The physicians’ initiative was full of hope. However, the feedback appeared to fall short of their expectations.

A change for the physicians: a motivation to improve their habits regarding safe prescribing

The physicians claimed that the integration of eGFR in their prescriptions had not notably changed their usual practice. Some physicians reported paying more attention to the dose of drugs administered and have become more reluctant to prescribe certain drugs, such as NSAIDs. Physicians were comforted, knowing that the pharmacist would also check the prescription. Certain physicians claimed that this habit had allowed them to correct a prescription or change a drug (E8): ‘… correct a prescription that was not called into question and say “she has a clearance of 20, perhaps we should space out the administration of one drug or another”’.

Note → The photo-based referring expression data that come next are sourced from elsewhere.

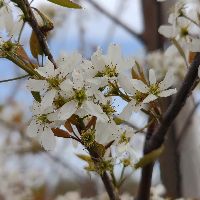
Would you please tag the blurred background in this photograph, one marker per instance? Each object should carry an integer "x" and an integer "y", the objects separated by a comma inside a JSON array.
[{"x": 29, "y": 172}]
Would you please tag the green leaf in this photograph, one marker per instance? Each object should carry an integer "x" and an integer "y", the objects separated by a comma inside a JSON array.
[
  {"x": 149, "y": 158},
  {"x": 36, "y": 96},
  {"x": 66, "y": 3}
]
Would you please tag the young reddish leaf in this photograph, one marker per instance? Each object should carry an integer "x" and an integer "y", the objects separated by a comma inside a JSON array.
[
  {"x": 35, "y": 47},
  {"x": 60, "y": 133},
  {"x": 66, "y": 3}
]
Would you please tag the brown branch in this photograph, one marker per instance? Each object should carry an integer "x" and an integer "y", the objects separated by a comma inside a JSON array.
[
  {"x": 30, "y": 18},
  {"x": 187, "y": 123},
  {"x": 158, "y": 136},
  {"x": 116, "y": 20},
  {"x": 112, "y": 193}
]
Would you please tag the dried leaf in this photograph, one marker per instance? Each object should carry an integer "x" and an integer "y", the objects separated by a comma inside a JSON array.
[
  {"x": 149, "y": 158},
  {"x": 60, "y": 133},
  {"x": 66, "y": 3}
]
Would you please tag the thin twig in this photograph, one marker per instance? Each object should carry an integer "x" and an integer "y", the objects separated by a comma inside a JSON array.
[
  {"x": 187, "y": 123},
  {"x": 14, "y": 79},
  {"x": 116, "y": 20},
  {"x": 30, "y": 18}
]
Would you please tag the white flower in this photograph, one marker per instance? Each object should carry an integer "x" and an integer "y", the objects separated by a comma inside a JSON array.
[
  {"x": 50, "y": 85},
  {"x": 136, "y": 103},
  {"x": 7, "y": 22},
  {"x": 155, "y": 89},
  {"x": 40, "y": 127},
  {"x": 78, "y": 94},
  {"x": 107, "y": 132}
]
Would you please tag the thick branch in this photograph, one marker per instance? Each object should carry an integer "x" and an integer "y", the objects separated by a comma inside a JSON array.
[
  {"x": 30, "y": 18},
  {"x": 115, "y": 20},
  {"x": 156, "y": 140}
]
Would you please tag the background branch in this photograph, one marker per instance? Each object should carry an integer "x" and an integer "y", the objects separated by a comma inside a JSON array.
[
  {"x": 116, "y": 20},
  {"x": 158, "y": 136}
]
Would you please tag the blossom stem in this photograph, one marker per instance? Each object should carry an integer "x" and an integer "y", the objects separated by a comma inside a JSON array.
[{"x": 13, "y": 79}]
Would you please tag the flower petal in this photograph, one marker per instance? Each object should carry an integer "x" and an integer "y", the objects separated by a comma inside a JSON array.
[
  {"x": 48, "y": 140},
  {"x": 166, "y": 30},
  {"x": 168, "y": 81},
  {"x": 129, "y": 109},
  {"x": 37, "y": 85},
  {"x": 34, "y": 129},
  {"x": 167, "y": 93},
  {"x": 139, "y": 85},
  {"x": 67, "y": 110},
  {"x": 152, "y": 77},
  {"x": 114, "y": 53},
  {"x": 125, "y": 84},
  {"x": 95, "y": 110},
  {"x": 150, "y": 98},
  {"x": 66, "y": 85},
  {"x": 48, "y": 99},
  {"x": 47, "y": 71}
]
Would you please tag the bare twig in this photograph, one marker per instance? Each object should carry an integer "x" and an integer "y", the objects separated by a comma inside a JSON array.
[
  {"x": 14, "y": 79},
  {"x": 116, "y": 20},
  {"x": 158, "y": 136},
  {"x": 113, "y": 194},
  {"x": 30, "y": 18}
]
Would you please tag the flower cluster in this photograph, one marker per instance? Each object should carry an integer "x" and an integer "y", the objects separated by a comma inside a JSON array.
[
  {"x": 77, "y": 99},
  {"x": 184, "y": 25}
]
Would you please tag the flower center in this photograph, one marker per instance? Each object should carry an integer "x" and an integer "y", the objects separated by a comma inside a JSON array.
[
  {"x": 54, "y": 82},
  {"x": 88, "y": 137},
  {"x": 43, "y": 119},
  {"x": 126, "y": 162},
  {"x": 104, "y": 165},
  {"x": 154, "y": 89},
  {"x": 7, "y": 46},
  {"x": 184, "y": 31},
  {"x": 59, "y": 101},
  {"x": 108, "y": 109},
  {"x": 109, "y": 71},
  {"x": 80, "y": 96},
  {"x": 124, "y": 138},
  {"x": 139, "y": 97}
]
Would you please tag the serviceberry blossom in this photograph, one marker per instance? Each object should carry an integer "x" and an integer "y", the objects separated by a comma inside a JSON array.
[
  {"x": 84, "y": 88},
  {"x": 40, "y": 127}
]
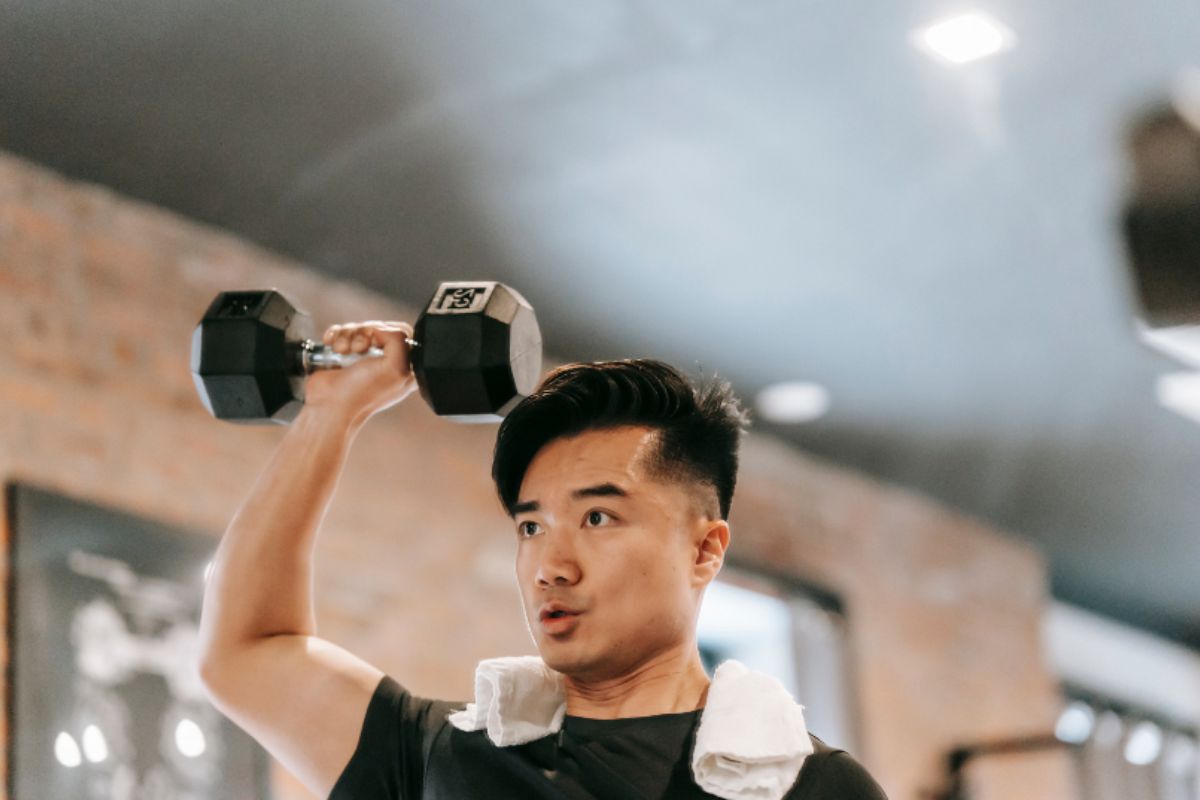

Finally, some other physicians reported not having changed their habits, since the verification was made before drawing up the prescription: ‘I generally try to detect it before prescribing (E10)’. Some even claimed that they did not need the integration (E3): ‘It’s true that up until recently I didn’t feel the need to, so that means I can do my job without inscribing it’.

Feedback from pharmacists

None of the physicians reported having had any contact from a primary care pharmacist wishing to correct a drug prescription because of a non-adapted eGFR. Certain primary care pharmacists would have reported that that was not part of their competences. E3: ‘the exchanges that we had (…) were more to the order of: “no, anyway I’m just a pharmacist, I dispense drugs, I’m surely not going to question a physician, he knows what he’s doing”’. Other primary care pharmacists’ reactions reported varied from ‘great perplexity’ (E10) to obvious disinterest. ‘And the two pharmacists said “… if you want to include it, if that’s what you like, that’s fine, but in any event, we won’t even look at it”’ (E3). The physicians were unfazed by this absence of feedback. E1: ‘to date they haven’t called me. Perhaps that’ll happen; one mustn’t lose hope’. E12: ‘I think that if they’re not interested; then they should become interested’.

Patients’ reactions

The patients would not remark the presence of eGFR on their prescriptions. E7: ‘they don’t even know that I included it’. It could have led to reactions in some, such as annoyance or anxiety. Integration of eGFR in prescriptions would sometimes enable patient’s education. E11: ‘It helps to explain what it refers to, to explain that when one has a kidney that’s not working, one isn’t always aware of it. And then drive the point home regarding NSAIDs that the patients purchase here and there’.

Barriers

Various barriers to integrating eGFR in prescriptions may have limited the extension of this habit. The barrier was often linked to the medical software. Some medical software appeared more adapted than others to the integration in the prescriptions, but required the user’s competence. ‘The problem is that my software is ill-conceived, at least as far as that is concerned’.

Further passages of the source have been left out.